Jury's out on whether sildenafil (Viagra) helps growth-restricted babies

As results from a major New Zealand-Australian clinical trial are revealed, the jury's out on whether sildenafil , also known as Viagra - taken by mothers during pregnancy could help babies suffering from stunted growth in the womb by increasing blood supply to the placenta.

Auckland boy Archie McDonnell, now 3.5 years, participated in the trial and its follow-up

Results from STRIDER NZAus will be presented by chief investigator Associate Professor Katie Groom, Hugo Charitable Trust Clinical Research Fellow at the University of Auckland-based Liggins Institute, at a conference on mother and baby health research on Tuesday, and a public lecture on Wednesday evening.

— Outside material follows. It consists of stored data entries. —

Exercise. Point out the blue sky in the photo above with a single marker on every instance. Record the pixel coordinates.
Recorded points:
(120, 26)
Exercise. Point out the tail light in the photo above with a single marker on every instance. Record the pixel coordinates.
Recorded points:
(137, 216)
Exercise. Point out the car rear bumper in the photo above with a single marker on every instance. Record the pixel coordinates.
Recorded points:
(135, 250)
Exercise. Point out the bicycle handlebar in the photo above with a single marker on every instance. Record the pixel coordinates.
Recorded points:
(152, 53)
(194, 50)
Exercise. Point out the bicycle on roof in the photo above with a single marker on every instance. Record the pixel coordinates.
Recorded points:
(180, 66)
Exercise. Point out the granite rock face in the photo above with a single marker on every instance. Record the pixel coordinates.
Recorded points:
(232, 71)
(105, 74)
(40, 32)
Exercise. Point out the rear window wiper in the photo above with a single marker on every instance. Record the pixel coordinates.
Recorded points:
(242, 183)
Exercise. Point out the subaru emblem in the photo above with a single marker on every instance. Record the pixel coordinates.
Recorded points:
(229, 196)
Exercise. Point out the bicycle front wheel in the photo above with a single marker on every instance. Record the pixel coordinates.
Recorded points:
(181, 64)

Fetal growth restriction, also called intrauterine growth restriction, is when a baby cannot grow properly due to problems with the placenta. It affects 5-10 percent of babies, or 25 million per annum globally (3,000-6,000 in New Zealand), and can lead to stillbirth or to babies being born very small and at high risk of disabilities, developmental problems, short-term and later illness. Currently there is no treatment except early delivery, which can exacerbate those potential long-term problems.

Combining all four trial results should tell us with certainty whether our finding was real or chance, and whether or not to pursue sildenafil as a therapy for the future.

Dr Katie Groom

The STRIDER NZAus trial involved 122 women recruited in Christchurch, Wellington, Auckland and six Australian cities. Half took sildenafil, half took a placebo. The women and babies were closely monitored until surviving babies left neonatal units.

The researchers found no effect on growth in the womb, but did detect a trend towards higher survival of the babies in the sildenafil group before and after birth: 81 percent, or 51 out of 63 babies compared to 73 percent, or 43 out of 59 babies, in the control group. They also found that 11 percent more babies in the sildenafil group survived free of major illness before leaving hospital, and fewer new cases of a serious pregnancy complication called preeclampsia in mothers after starting treatment (14 percent versus 23 percent).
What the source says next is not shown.